Tous ces projets représentent un montant total de 435 millions d'euros, l'Etat s'engageant à hauteur de 177 millions d'euros dans un contexte financier pourtant très contraint.
La Dépêche de Tahiti : Votre prédécesseur avait annoncé une loi sur les communes polynésiennes. Partagez-vous ce projet ?
Yves Jégo : Je vais discuter avec les communes pour voir comment on peut répartir les moyens de l'Etat le plus intelligemment possible et s'il faut traduire cela dans un texte, nous le ferons. Mais la loi est la conséquence d'une décision politique, pas un préalable. Il n'y a pas de risque de remise en cause des aides de l'Etat. Au contraire, puisqu'il y a une garantie que la DGDE sera maintenue. Il faut désormais faire en sorte que ces crédits soient utilisés, en voyant aussi comment les communes peuvent en bénéficier. Elles ont besoin de financements pérennes et j'examinerai comment on peut trouver de nouvelles relations financières entre l'Etat, le Pays et elles. Non pour dépenser moins, mais pour répartir l'argent de la façon la plus équitable dans cet immense ensemble qu'est la Polynésie française.
La Dépêche de Tahiti : L'indexation des retraites outre-mer va être réformée. Dans quel sens ?
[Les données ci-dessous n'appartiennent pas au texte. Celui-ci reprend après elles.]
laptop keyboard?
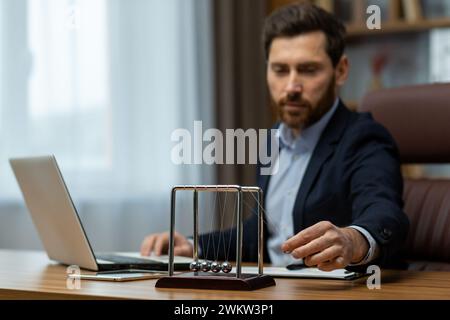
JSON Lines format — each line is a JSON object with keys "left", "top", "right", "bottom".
{"left": 97, "top": 254, "right": 163, "bottom": 265}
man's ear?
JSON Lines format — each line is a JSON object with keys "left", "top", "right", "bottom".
{"left": 335, "top": 55, "right": 349, "bottom": 86}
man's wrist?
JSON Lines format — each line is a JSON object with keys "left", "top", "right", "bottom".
{"left": 343, "top": 227, "right": 369, "bottom": 264}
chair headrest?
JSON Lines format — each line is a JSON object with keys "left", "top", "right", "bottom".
{"left": 359, "top": 83, "right": 450, "bottom": 164}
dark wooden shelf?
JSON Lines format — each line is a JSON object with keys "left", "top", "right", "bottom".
{"left": 346, "top": 18, "right": 450, "bottom": 39}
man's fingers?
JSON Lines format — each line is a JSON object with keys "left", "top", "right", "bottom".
{"left": 291, "top": 235, "right": 332, "bottom": 260}
{"left": 140, "top": 235, "right": 157, "bottom": 256}
{"left": 173, "top": 246, "right": 185, "bottom": 256}
{"left": 317, "top": 256, "right": 346, "bottom": 272}
{"left": 304, "top": 245, "right": 341, "bottom": 266}
{"left": 140, "top": 236, "right": 150, "bottom": 256}
{"left": 173, "top": 231, "right": 187, "bottom": 245}
{"left": 174, "top": 243, "right": 193, "bottom": 257}
{"left": 153, "top": 233, "right": 169, "bottom": 256}
{"left": 282, "top": 221, "right": 334, "bottom": 253}
{"left": 141, "top": 231, "right": 190, "bottom": 257}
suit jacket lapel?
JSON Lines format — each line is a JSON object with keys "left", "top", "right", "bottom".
{"left": 259, "top": 174, "right": 271, "bottom": 200}
{"left": 292, "top": 102, "right": 352, "bottom": 233}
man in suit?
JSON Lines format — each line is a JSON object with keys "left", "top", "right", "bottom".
{"left": 140, "top": 3, "right": 409, "bottom": 271}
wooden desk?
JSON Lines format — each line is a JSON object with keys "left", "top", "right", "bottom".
{"left": 0, "top": 250, "right": 449, "bottom": 300}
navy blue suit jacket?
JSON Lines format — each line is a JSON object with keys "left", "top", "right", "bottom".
{"left": 199, "top": 102, "right": 409, "bottom": 268}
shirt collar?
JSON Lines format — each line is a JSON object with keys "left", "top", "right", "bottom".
{"left": 278, "top": 98, "right": 340, "bottom": 152}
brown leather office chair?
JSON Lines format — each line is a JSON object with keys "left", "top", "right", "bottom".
{"left": 359, "top": 83, "right": 450, "bottom": 271}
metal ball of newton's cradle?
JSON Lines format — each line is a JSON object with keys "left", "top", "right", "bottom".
{"left": 210, "top": 261, "right": 221, "bottom": 273}
{"left": 201, "top": 260, "right": 211, "bottom": 272}
{"left": 221, "top": 261, "right": 232, "bottom": 273}
{"left": 189, "top": 260, "right": 201, "bottom": 272}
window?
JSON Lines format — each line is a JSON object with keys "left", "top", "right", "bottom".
{"left": 0, "top": 0, "right": 214, "bottom": 250}
{"left": 27, "top": 0, "right": 111, "bottom": 171}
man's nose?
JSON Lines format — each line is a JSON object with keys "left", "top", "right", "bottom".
{"left": 285, "top": 73, "right": 303, "bottom": 93}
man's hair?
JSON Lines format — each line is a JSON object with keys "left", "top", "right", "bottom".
{"left": 263, "top": 3, "right": 346, "bottom": 67}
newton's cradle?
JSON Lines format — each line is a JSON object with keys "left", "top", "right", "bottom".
{"left": 155, "top": 185, "right": 276, "bottom": 291}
Yves Jégo : L'Indemnité Temporaire de retraite (ITR) a été créée par décret dans les années 50. Elle ne concerne que les fonctionnaires de l'Etat. Ce dispositif qui ponctionne chaque année 300 millions d'euros offre aujourd'hui à 30 000 retraités des sommes annuelles qui en Polynésie française varient entre 9700 Euros et 41 096 Euros par an et par retraités. Ce dispositif est particulièrement injuste tant dans ces modes de calcul que dans sa répartition. L'I.T.R. c'est 75% de sur-pension en Polynésie française, 35% à la Réunion et rien du tout aux Antilles ! Le gouvernement souhaite légitimement en corriger les excès en interdisant notamment à ceux qui n'ont aucun lien avec un territoire d'en bénéficier et en plafonnant l'avantage en particulier pour les plus gros revenus. Depuis quatre mois j'ai entamé une série de rencontre avec les syndicats de la fonction publique pour que cette reforme indispensable soit juste et acceptée.
La Dépêche de Tahiti : Pourquoi vouloir un indice de différentiel de coût de la vie ?
Yves Jégo : Concernant le coût de la vie j'ai demandé à ce que l'on travaille territoire par territoire à l'élaboration d'un indice du différentiel de coût de la vie. Ce thermomètre annuel nous permettra de mesurer de façon sérieuse chaque année la différence du coût de la vie avec la métropole. Il faut évidement que ce futur indice prenne en compte tous les paramètres et fasse l'objet d'un consensus. C'est un outil indispensable pour mesurer la réalité des différences même s'il n'est pas facile de comparer scientifiquement les dépenses d'un ménage entre Paris et Papeete.
La Dépêche de Tahiti : L'indexation des salaires des fonctionnaires en sera-t-elle affectée ?
Yves Jégo : Le gouvernement n'envisage pas du tout de réformer la rémunération des fonctionnaires. Il veut seulement mettre fin aux excès des surretraites et créer un indice de différentiel de coût de la vie.
La Dépêche de Tahiti : L'U.M.P. a rompu les liens avec le Tahoeraa. Comment va-t-elle s'organiser sur place ?
Yves Jégo : Je n'ai pas vocation à organiser les partis politiques en Polynésie française. L'U.M.P. a une secrétaire nationale chargée de l'outre-mer, Marie-Luce Penchard et je lui fais toute confiance.